Морару инстинктивно оглянулся, прислушался. Двор был пуст. Он снова подумал: «А что, если один только профессор здесь был и еще не успел сообщить полиции? В таком случае как быть?»
То и дело Морару возвращался к этой мысли и в конце концов решил подняться к профессору: если следят, то бежать с типографией все равно бессмысленно…
В прихожей его ожидала немка Августина. Она прошла в кабинет хозяина, и Морару слышал,
Букур стоял у венецианского окна и беспокойно теребил начищенную до блеска бронзовую ручку. Раздвинув кремовые занавески из китайского шелка, он неподвижным взглядом смотрел на давно знакомую, надоевшую за долгие годы красную черепицу готической крыши соседнего дома. Услышав шаги шофера, профессор повернулся и, не дав ему поздороваться, наигранно любезным тоном заговорил:
— А-а! Это вы, господин Морару?
— Здравствуйте, госп… — начал было Аурел, однако профессор прервал его.
— Очень приятно видеть вас в добром здравии… Вы, кажется, снимали водяную помпу, чинили что-то в автомобиле и простудились? Не так ли?

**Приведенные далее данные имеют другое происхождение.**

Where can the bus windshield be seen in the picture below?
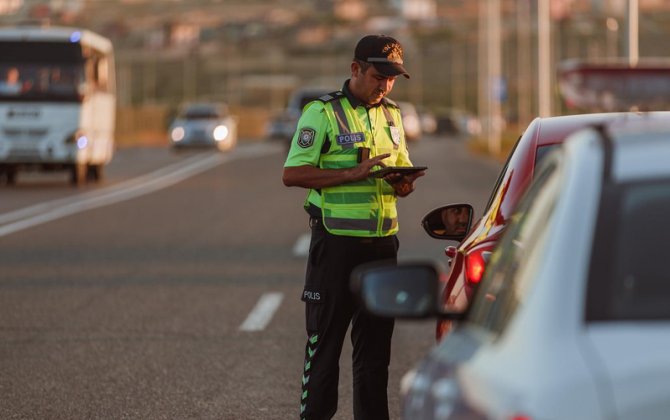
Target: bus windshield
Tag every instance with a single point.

Морару понял, что профессор иронизирует. Встревоженный, он пристально всматривался в хозяина, чутко прислушивался к тому, как и что он говорит. Надо было узнать причину, приведшую к раскрытию типографии в гараже, оценить создавшееся положение, сориентироваться и принять какое-то решение. Морару терпеливо молчал, а Букура это еще более возмутило:
— Вы и отвечать, я вижу, не намерены? Вон как! — Он ехидно усмехнулся и вдруг закричал: — Может, вы все же скажете, что это за «багаж» внизу?! В моей машине, в моем гараже, в моем доме?!
Морару скользнул взглядом по дверям, выходившим в большую гостиную, и не торопился с ответом.
— Я спрашиваю, чей «багаж»? Что там такое? Зубоврачебное кресло? Бормашина? Вы что — изволили переменить профессию шофера на дантиста?!
Морару не проронил ни слова. Он оглянулся. Кроме него и профессора, здесь как будто никого нет… Впрочем, полиция может находиться за дверью…
Букур проследил за его взглядом, устремленным на дверь соседней комнаты, и губы его скривились в презрительную усмешку.
— Ах вон что!.. Боитесь? Прелестно!.. Однако могу вас, сударь, заверить, что там пока никого нет… И извольте отвечать, когда вас спрашивают! Что в машине? Краденое?
Морару зло посмотрел хозяину в глаза, нахмурил брони и, решившись, резко ответил:
— И скажу! То, что находится в вашей, как вы нашли нужным подчеркнуть, автомашине, это… это наше, народное добро!..
Профессор вздернул брови, развел руками и в недоумении переспросил:
— Что значит «наше»? Не понимаю, что такое «народное добро»?.. Говорите яснее!
— А вот так, наше, народное! Добро это принадлежит всем рабочим, и не ошибусь, если скажу, всем честным труженикам, включая интеллигентов и, конечно, ученых… И приобретено оно на трудовые гроши, которые простые люди отрывали от своего скудного заработка и, может быть, из-за этого не один день голодали…
Аурел Морару предстал перед профессором Букуром в совершенно новом, неожиданном для него свете. Всегда уравновешенный, скупой на слова, он в равной степени поразил профессора как взволнованностью своей речи, так и ее смыслом.